Eros, reduced to pure “sex”, has become a commodity, a mere “thing” to be bought and sold, or rather, man himself becomes a commodity. This is hardly man's great “yes” to the body. On the contrary, he now considers his body and his sexuality as the purely material part of himself, to be used and exploited at will. Nor does he see it as an arena for the exercise of his freedom, but as a mere object that he attempts, as he pleases, to make both enjoyable and harmless. Here we are actually dealing with a debasement of the human body: no longer is it integrated into our overall existential freedom; no longer is it a vital expression of our whole being, but it is more or less relegated to the purely biological sphere. The apparent exaltation of the body can quickly turn into a hatred of bodiliness. Christian faith, on the other hand, has always considered man a unity in duality, a reality in which spirit and matter compenetrate, and in which each is brought to a new nobility. True, eros tends to rise “in ecstasy” towards the Divine, to lead us beyond ourselves; yet for this very reason it calls for a path of ascent, renunciation, purification and healing.
Deus Caritas Est 5
Reflection – Well, I tried and tried to find some way to shorten this paragraph of the encyclical, but you know, I just couldn’t do it. It’s so brilliant, so insightful, so packed with meaning – every sentence of it, every word of it. I’ve been going through thispart of the encyclical, reflecting on how well it meets the truth we all at least sort of know – that the sexual revolution which was supposed to bring such liberation and joy has brought disease and death, that eros left to its own devices degrades into use and exploitation - mere lust.It is in this passage that we see, or at least begin to see, what it means for eros not to be left to its own devices, for it to be purified and lifted up so that it does indeed rise ‘in ecstasy’ towards the Divine. It is a question of the whole person being one in his or her body and soul, and the ecstatic movement of erotic desire being taken up into whole movement of the person. Self-gift, self-disposition, a total choice to embrace this person, not only in the one moment of union and pleasure, but all of each embracing all of the other. And not just a total embrace now, but an embrace that is forever given. And not just an embrace of the other as they are, but all his or her potentialities, most of all the capacity to engender life. A total embrace excluding nothing, not the future of this person nor what may come forth from them. In short, marriage, and openness to life in that marital embrace. This is the purification of eros.
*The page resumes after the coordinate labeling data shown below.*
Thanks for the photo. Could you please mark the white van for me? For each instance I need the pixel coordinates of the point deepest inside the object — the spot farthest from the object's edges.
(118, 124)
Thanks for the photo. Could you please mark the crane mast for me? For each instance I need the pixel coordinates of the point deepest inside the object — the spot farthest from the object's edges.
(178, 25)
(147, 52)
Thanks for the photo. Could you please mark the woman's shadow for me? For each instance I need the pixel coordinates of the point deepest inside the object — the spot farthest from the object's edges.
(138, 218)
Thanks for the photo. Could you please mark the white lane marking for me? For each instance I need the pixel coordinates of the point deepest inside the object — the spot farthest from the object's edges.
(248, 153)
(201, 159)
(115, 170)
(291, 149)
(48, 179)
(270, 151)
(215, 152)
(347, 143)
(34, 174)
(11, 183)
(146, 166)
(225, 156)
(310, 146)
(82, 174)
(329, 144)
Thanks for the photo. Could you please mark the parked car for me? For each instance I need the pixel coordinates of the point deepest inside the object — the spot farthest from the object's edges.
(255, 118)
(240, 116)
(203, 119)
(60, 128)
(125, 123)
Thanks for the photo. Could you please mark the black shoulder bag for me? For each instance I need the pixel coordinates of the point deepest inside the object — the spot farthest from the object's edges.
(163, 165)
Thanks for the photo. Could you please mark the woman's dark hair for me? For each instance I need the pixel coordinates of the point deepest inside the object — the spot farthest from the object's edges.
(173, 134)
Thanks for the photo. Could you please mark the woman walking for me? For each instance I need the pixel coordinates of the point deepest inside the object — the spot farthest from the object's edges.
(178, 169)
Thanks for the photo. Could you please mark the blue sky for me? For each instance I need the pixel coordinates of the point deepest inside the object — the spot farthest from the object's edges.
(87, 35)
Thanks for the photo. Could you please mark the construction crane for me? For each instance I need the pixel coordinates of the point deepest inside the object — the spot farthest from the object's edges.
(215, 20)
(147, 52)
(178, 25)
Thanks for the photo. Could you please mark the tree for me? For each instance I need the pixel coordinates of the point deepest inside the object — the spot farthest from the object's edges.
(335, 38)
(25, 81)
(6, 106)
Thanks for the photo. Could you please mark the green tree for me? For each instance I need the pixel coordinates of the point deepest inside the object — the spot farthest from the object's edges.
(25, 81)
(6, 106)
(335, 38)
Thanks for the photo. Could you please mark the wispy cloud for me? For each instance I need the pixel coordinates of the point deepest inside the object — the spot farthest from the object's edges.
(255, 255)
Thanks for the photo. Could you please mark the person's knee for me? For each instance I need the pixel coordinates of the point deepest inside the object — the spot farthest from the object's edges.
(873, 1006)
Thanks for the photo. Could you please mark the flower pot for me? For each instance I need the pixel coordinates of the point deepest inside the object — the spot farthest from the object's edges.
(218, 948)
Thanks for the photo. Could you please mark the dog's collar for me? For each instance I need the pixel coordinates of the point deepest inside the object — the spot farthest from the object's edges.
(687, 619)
The old fashioned language was ‘remedy of concupiscence’, but not in a simple minded sense that marriage provided a licit place to satisfy one's sexual desires, but in this deeper sense. In the vocation of marriage, desire is taken up into and incorporated into a personal choice to dedicate oneself to the other and hold nothing back from that dedication, and to accept always and in every movement of marriage that which may come from that dedication, namely the children God wants to give you. Eros is purified by being brought into the mystery of sacrificial love and death to self.